Python: 3.9.7
Datsets: 2.1.0
I have a large dataset that I have opted to create by writing a dataset loading script following these instructions. Unfortunately, my workflow is constrained to loading the dataset and then splitting it into train and test sets. Initially when I load the dataset, I’d like it to not have any splits:
>>> my_ds
>>> Dataset({
features: [label', 'data'],
num_rows: 1000000
})
and then I would like to call train_test_split()
on it:
final_ds = my_dataset.train_test_split(train_size=0.9, shuffle=True)
I noticed that in the instructions listed above, there is a _split_generators
method that segments the data into individual splits.

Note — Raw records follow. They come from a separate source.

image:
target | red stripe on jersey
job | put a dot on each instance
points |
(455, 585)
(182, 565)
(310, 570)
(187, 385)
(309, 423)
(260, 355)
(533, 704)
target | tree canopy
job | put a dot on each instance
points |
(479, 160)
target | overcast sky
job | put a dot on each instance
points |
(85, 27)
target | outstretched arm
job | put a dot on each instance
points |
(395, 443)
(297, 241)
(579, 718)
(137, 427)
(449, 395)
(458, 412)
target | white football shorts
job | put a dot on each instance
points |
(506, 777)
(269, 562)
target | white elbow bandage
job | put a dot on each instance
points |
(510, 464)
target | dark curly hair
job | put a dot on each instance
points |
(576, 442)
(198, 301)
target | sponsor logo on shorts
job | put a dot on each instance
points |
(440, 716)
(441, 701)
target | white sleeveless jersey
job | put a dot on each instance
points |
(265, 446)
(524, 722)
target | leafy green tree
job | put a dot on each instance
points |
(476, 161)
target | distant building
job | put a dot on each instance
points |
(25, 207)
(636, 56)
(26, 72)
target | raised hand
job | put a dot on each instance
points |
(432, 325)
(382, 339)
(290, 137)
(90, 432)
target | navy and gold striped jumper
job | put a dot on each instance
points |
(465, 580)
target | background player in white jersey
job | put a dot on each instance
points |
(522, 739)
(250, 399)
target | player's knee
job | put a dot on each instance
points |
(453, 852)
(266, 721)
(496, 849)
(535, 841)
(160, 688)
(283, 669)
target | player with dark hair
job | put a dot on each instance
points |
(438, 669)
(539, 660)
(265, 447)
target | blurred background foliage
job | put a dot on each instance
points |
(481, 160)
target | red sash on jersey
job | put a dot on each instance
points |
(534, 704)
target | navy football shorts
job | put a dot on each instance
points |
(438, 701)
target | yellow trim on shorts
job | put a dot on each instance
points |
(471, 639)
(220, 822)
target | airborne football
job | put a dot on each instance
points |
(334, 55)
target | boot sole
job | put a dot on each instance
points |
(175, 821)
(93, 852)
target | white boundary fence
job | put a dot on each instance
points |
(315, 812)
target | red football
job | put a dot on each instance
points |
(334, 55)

Something like:
def _split_generators(self, dl_manager: DownloadManager) -> List[datasets.SplitGenerator]:
urls_to_use = _URLS
downloaded_files = dl_manager.download_and_extract(urls_to_use)
return [
datasets.SplitGenerator(name=datasets.Split.TRAIN, gen_kwargs={'filepath': downloaded_files['my_file']})
]
Using the above _split_generators()
, I can successfully run the loading script and create the dataset, however it has a train
split associated with it. Is there a way to write the loading script so it doesn’t create a split in it as shown above in the dataset with no split?
Thanks in advance for your help and guidance!!!